As I said I think the industry is in the process of moving up in abstraction. The engineering frontier will be to worry more about these scheduling algorithms. Others and far fewer will worry about processor architectures and yet others and even fewer will worry about transistor structures.
In terms of hardware design it would not be much more work.
And there are companies producing such many-cored processors such as Kalray and Adapteva and Intel (in research mode). But these tend to address particularly classes of problem for which they can be optimized.
In the more general case what would you use all the cores for, would they be homogeneous or heterogeneous, and how would you organize the memory?
There are some problems that can be easily parallelized and use all the cores efficiently. But many cannot.
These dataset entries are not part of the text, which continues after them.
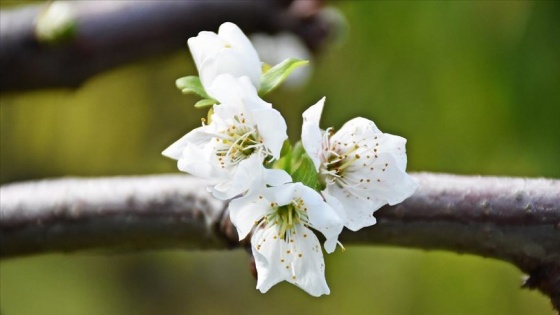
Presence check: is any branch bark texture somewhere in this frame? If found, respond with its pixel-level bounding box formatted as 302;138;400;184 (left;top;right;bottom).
0;173;560;309
0;0;328;92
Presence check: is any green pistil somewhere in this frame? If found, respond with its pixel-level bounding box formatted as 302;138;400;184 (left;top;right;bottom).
274;204;300;239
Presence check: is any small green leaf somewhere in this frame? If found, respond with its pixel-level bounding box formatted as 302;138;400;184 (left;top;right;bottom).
272;140;292;174
175;76;212;99
35;1;77;44
291;154;319;190
194;98;218;108
259;58;309;95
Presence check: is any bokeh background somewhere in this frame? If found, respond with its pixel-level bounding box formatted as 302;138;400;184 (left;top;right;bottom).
0;1;560;315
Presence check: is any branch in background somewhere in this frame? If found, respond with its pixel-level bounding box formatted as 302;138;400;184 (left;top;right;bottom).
0;173;560;308
0;0;329;92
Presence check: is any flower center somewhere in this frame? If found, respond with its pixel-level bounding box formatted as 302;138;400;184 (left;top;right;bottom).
265;199;309;242
319;128;361;185
214;114;269;168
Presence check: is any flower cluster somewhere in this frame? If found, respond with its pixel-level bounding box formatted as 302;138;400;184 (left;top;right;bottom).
163;23;417;296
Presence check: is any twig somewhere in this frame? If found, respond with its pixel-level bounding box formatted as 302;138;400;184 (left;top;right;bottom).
0;173;560;309
0;0;329;92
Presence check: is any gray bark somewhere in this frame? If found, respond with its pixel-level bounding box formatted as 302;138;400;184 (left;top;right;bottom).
0;173;560;308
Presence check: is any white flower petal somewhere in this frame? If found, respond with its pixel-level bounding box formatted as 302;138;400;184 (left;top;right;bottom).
255;226;330;296
252;108;288;159
295;183;343;253
323;186;384;231
229;198;270;240
302;100;417;232
301;97;325;170
188;23;262;91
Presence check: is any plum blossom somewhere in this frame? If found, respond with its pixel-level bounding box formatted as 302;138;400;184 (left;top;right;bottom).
162;74;289;199
229;183;343;296
188;22;262;91
301;98;418;231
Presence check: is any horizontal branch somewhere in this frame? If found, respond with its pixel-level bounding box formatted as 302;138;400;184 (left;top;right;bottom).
0;173;560;308
0;0;329;92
A scheduling system that can remain aware of all the resources (cores) available, wake them up and retire them, know what runs best where, keep control of the memory, cope with interrupts and so on becomes more difficult as the core count increases.
The whole software industry needs to be led gently away from the uniprocessor programming model and towards something that can use the resources that hardware will be able to provide.
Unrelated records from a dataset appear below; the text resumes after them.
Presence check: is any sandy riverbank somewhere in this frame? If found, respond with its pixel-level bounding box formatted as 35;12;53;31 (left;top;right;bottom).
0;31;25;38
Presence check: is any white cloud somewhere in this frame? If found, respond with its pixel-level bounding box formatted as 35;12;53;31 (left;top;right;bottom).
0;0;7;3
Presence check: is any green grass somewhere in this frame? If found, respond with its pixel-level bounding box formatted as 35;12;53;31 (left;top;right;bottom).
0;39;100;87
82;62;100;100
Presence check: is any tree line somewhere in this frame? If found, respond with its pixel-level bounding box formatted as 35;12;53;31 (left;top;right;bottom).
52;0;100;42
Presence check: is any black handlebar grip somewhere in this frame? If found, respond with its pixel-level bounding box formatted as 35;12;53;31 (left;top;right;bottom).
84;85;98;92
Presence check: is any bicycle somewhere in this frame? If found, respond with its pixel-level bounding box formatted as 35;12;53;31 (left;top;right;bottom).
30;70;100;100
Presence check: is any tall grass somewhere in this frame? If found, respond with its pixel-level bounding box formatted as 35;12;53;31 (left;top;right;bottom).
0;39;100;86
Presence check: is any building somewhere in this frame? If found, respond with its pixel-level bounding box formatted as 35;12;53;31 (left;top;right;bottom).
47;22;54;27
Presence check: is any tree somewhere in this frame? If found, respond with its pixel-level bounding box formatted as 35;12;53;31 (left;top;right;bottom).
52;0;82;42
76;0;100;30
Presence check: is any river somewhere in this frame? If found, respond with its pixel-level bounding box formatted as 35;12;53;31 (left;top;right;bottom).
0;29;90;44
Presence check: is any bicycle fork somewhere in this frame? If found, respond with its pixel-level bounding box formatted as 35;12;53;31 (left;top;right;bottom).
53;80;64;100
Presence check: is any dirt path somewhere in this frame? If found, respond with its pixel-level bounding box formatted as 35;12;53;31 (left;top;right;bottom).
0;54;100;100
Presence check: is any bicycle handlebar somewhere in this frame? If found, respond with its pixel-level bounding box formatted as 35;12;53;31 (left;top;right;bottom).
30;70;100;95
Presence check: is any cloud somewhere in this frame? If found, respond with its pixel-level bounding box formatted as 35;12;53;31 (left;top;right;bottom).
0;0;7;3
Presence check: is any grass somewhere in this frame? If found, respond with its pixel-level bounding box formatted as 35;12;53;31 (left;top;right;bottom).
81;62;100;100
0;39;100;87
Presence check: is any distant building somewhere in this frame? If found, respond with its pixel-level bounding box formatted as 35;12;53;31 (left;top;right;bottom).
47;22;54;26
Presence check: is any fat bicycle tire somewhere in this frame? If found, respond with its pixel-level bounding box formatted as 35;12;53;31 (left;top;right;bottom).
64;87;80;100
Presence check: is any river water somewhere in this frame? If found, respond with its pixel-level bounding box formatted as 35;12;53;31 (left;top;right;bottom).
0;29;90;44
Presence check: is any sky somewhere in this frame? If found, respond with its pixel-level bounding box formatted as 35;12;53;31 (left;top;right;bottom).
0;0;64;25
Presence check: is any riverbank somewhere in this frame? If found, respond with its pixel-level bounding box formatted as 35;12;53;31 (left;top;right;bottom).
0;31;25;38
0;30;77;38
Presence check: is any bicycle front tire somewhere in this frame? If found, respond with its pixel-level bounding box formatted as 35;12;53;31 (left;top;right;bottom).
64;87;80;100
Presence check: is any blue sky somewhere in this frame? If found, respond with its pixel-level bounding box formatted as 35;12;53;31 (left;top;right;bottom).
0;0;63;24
why companies increase the number of cores by 2x? why 8? would it be easier to skip some steps and to design 64-core or 128-core processor? from my layman's perspectve it would be not much more work to do it...comments?
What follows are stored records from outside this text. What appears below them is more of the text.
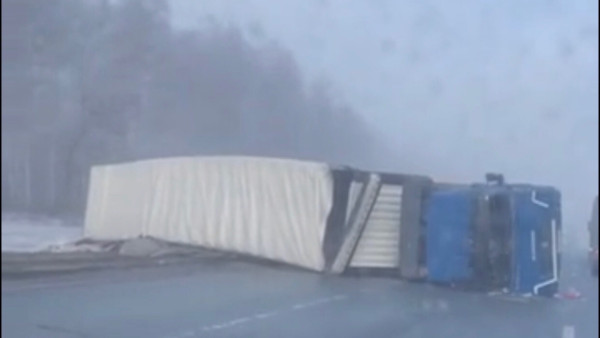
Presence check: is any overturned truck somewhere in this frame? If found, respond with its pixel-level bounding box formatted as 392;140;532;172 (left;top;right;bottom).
85;157;557;293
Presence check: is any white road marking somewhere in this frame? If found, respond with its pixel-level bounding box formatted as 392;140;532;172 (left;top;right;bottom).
254;311;278;319
562;325;575;338
168;295;348;338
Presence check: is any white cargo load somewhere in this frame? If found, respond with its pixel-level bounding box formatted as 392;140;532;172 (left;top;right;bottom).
85;157;333;271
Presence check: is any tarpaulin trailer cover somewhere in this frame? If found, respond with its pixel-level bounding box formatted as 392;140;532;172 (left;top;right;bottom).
85;157;338;271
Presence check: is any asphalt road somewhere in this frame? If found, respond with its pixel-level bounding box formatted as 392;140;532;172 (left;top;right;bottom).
2;254;598;338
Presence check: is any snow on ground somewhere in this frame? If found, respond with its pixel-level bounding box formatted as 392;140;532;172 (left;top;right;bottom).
2;214;83;252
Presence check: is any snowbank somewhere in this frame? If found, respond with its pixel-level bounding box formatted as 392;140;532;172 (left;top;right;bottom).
2;214;83;252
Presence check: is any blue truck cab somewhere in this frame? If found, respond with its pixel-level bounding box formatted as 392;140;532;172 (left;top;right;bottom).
424;176;561;296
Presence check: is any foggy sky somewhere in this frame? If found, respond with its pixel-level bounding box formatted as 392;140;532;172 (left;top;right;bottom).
171;0;598;243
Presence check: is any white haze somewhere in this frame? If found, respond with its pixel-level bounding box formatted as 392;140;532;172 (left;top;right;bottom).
171;0;598;248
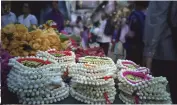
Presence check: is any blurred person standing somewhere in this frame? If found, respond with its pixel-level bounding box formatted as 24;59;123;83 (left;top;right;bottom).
144;1;177;104
70;16;83;36
1;1;17;28
45;1;64;32
40;4;52;24
18;3;38;28
97;15;114;56
125;1;149;65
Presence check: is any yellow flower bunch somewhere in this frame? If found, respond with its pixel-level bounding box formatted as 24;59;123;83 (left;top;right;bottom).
1;24;61;56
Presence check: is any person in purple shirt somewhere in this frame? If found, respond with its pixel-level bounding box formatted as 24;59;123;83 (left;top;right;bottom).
45;1;64;32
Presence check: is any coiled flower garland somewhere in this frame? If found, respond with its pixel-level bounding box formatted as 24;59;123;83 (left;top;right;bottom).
69;63;116;104
117;60;171;104
7;56;69;104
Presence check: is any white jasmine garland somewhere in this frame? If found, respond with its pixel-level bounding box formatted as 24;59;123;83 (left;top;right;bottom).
118;69;171;104
7;57;69;104
69;63;116;104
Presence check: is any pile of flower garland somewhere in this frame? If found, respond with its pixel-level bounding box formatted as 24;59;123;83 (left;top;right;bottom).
116;59;150;73
79;56;117;78
117;60;171;104
7;56;69;104
1;24;62;56
69;63;116;104
37;49;76;74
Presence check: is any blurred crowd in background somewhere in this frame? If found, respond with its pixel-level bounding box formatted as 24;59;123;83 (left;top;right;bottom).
1;1;177;103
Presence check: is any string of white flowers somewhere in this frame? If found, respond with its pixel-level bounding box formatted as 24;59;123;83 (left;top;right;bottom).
69;63;116;104
7;56;69;104
118;69;171;104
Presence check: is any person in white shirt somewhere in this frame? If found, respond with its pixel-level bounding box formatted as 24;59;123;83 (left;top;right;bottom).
93;15;112;56
18;3;38;28
1;2;17;27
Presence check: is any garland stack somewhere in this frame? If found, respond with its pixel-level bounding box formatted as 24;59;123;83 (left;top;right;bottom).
116;59;150;74
7;56;69;104
69;63;116;104
117;60;171;104
37;49;76;73
79;56;117;78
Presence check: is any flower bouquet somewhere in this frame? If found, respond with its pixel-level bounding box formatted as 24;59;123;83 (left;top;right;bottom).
7;56;69;104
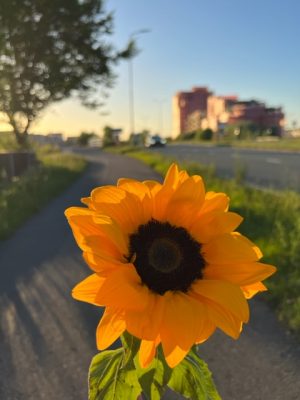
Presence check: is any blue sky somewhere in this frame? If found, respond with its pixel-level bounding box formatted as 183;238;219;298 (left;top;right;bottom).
28;0;300;136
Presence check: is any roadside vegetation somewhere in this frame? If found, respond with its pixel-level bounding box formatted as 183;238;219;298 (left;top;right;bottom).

I think engineers won't reinvent the wheel so the major algorithmic approaches to core wake-up. going to sleep, task migration, cache handling, etc. will be developed once (by ARM/Linaro) and used off the shelf. The companies however, may need to tune that baseline to their use of core resources....if they are not on standard configs such as 4 x 4... or have reasons to insert special-case algorithms.
They will then need to test the overall effect as this will be key to power saving and getting the best performance for key applications out of the multicore SoC. And that may then invoke tweaking of algorithms or the inclusion of hardware accelerators etc.
I think the industry just moved up in abstraction.